Ils ne respectent rien, même pas la population. Est-ce qu’ils paient des droits de douane ? On découvre des dépôts chinois avec des minerais un peu partout. Ils rentrent et sortent sans qu’on le sache. Ils vivent entre Chinois, ils importent tout, ils ne font même pas vivre l’économie locale.

Le pouvoir congolais n’a pas assez de puissance pour s’y opposer ?

Le Président tente de faire pression pour changer cette mentalité des Chinois mais ce n’est pas simple.

Vous avez de bons contacts avec le président ? Vous pensez qu’il y aura des élections en 2023 ?

Je le pense.

Vous n’avez pas de candidat favori ?

(Un sourire en guise de seule réponse)

Vous avez auprès de l’opinion publique belge une image controversée, suite aux accusations, dont vous vous êtes toujours défendu, de trafic d’armes t de pillage de minerais, portées contre vus par des ONG et dans les médias. Vous êtes moins la cible de critiques aujourd’hui ?

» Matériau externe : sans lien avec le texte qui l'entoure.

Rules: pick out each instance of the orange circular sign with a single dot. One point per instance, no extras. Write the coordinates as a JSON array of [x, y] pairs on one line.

J’ai l’impression que c’est moindre et que les médias se sont rendu compte qu’ils étaient manipulés par les ONG.

Ces accusations n’étaient pas de bonne foi ?

Ces ONG étaient payées. On a prouvé dans Le Soir et dans La Libre qu’une ONG anglaise très influente  avait reçu de l’argent, 250 000 dollars, d’un minier d’ici, pour les défendre et nous attaquer. Et comme les ONG s’écoutent l’une l’autre, c’était parti dans une attaque fulgurante, notamment orchestrée par le CNCD 11.11.11.

Avez-vous eu des contacts avec eux ?

J’ai essayé de discuter, mais ils ont refusé parce que leur opinion était faite.

L’Union européenne n’a de cesse d’insister sur sa volonté d’être un partenaire stratégique important pour l’Afrique. Est-ce encore possible ?

C’est limite. Il y a 25 ans déjà, j’avais dit lors de la visite d’une mission économique belge, que si l’Europe ne venait pas, et les Belges en particulier, on allait perdre le Congo et l’Afrique. Et quand s’est tenue une conférence Europe-Afrique en Libye (en 2010, NdlR), à laquelle j’avais été invité par Yves Leterme (alors Premier ministre, NdlR), je suis encore intervenu pour dire que l’Europe devait trouver des solutions. En fait, on a déjà perdu. Vous avez les Chinois, les Indo-Pakistanais dont on ne parle pas parce qu’ils viennent plus discrètement. Mais ils tiennent tout le commerce. Les Russes essaient de s’implanter…

Il faut aussi que les mentalités changent en Europe. Quand vous voyez comment les autres opèrent ici, nous sommes pénalisés. Nous, nous respectons toutes les règles de l’Europe, nous avons un comité de compliance qui est très strict et en même temps nous jouons dans un jeu… Les banques, si vous êtes au Congo, elles vous ferment les comptes. Si on n’aide pas les changements et les gens prêts à investir, ils ne viendront pas.

C’est la responsabilité du pouvoir congolais ?

Oui et non. Oui, parce qu’il y a eu une corruption généralisée et non parce que quand arrive un nouveau pouvoir qui essaie de mettre de l’ordre, il faut desserrer un peu la ceinture.

C’est-à-dire ?

Que les banques étrangères laissent les gens opérer. Ici, quand vous faites une transaction d’une banque à l’autre, ça prend une semaine, dix jours. On vous pose trente-six questions sur la provenance de l’argent avant de le débloquer, même 100 dollars… Ça, c’est la responsabilité des gouvernements européens et notamment du gouvernement belge qui ne protège pas ses entrepreneurs et agit ainsi sous la pression des ONG et de la presse.

Êtes-vous optimiste, pessimiste ou découragé en ce qui concerne l’avenir de la RDC ?

C’est difficile de me décourager. Si on trouve plusieurs personnes comme nous et des Congolais qui sont entrepreneurs, on peut développer le pays. Mais pour cela, il y a les facteurs de la sécurité et de la justice. Ça, c’est le rôle de l’État congolais. Si vous commencez par ça, les gens vont venir investir. Moi, je mise sur l’agriculture, parce que le Congo est un pays agricole, pas un pays minier. Si vous refaites les routes, vous aurez de nouveau des produits locaux sur le marché. Puis, il y a l’éducation. Plus vous aurez de gens éduqués, plus le pays va fonctionner, moins les gens vont s’expatrier parce qu’ils pourront trouver de l’emploi chez eux.